Enfin, dans un élan de lucidité, Edward W. Saïd anticipe un malentendu que son livre est susceptible de causer, en pensant à tort que : « seul un Noir peut écrire sur les Noirs, un musulman sur les musulmans, et ainsi de suite ».Ceci n’est point l’objet du livre assure l’auteur. Le but de cette œuvre est de montrer l’étendue de l’investissement intellectuel, politique, financier et militaire pour comprendre et parfois reprocher à l’Orient son infériorité. Ce qui reste surprenant, c’est le maintien de cette tradition orientaliste malgré l’émergence des états-nations, qui ont peut-être même facilité la tâche de domination (l’absence d’une perspective culturelle commune facilite l’aliénation des pays séparés aux occidentaux). Aujourd’hui, la polarisation Occident-Orient continue d’être exacerbée de même que la région géographique « imaginaire » dénommée : Orient.

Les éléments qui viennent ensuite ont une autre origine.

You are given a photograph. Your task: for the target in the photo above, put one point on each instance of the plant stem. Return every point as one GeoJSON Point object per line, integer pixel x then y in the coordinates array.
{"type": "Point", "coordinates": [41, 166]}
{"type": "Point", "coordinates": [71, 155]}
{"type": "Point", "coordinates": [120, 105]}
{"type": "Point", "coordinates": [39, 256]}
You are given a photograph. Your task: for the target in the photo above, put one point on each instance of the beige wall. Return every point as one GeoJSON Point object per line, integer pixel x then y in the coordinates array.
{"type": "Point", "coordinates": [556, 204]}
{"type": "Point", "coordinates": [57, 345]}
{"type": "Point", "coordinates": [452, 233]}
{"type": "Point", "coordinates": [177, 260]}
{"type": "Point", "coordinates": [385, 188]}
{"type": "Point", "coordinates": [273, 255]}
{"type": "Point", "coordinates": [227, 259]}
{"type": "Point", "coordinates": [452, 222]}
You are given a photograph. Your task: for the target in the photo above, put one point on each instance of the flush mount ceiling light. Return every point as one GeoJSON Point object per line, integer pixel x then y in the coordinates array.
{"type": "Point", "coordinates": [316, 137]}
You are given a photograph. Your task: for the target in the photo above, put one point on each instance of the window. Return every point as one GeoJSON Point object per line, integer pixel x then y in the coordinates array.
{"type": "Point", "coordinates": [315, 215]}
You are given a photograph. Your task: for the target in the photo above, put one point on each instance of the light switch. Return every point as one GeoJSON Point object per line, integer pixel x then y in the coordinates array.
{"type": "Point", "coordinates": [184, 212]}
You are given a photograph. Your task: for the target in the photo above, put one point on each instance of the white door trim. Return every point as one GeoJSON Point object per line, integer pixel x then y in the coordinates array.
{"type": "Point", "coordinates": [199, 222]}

La capacité d’adaptation du discours de l’Occident et de son soft power devant les révoltes arabes, souvent sans le recours à la force militaire directe, nous démontre clairement le rôle primordial des sciences humaines qui leur ont fait gagner une guerre non déclarée. Cette domination culturelle n’est pas le résultat d’une simple propagande ou un bon contrôle des moyens de communications, mais c’est surtout le résultat de la bonne utilisation (bonne pour l’occident) de la science. Serait-t-il utile pour l’Orient de continuer dans cette rivalité et de continuer dans cette dualité afin de préserver son identité ou même l’imposer à l’Occident ? Est-ce que l’Est va se sauver de la globalisation qui n’est manifestement qu’une manœuvre voire une infiltration socioculturelle grossièrement maquillée par une paix factice, qui plus est menacée de facto par l’orient uniquement ?

[1] Chomsky, N., McChesny, R. W. (2000), « Propagande, médias et démocratie ».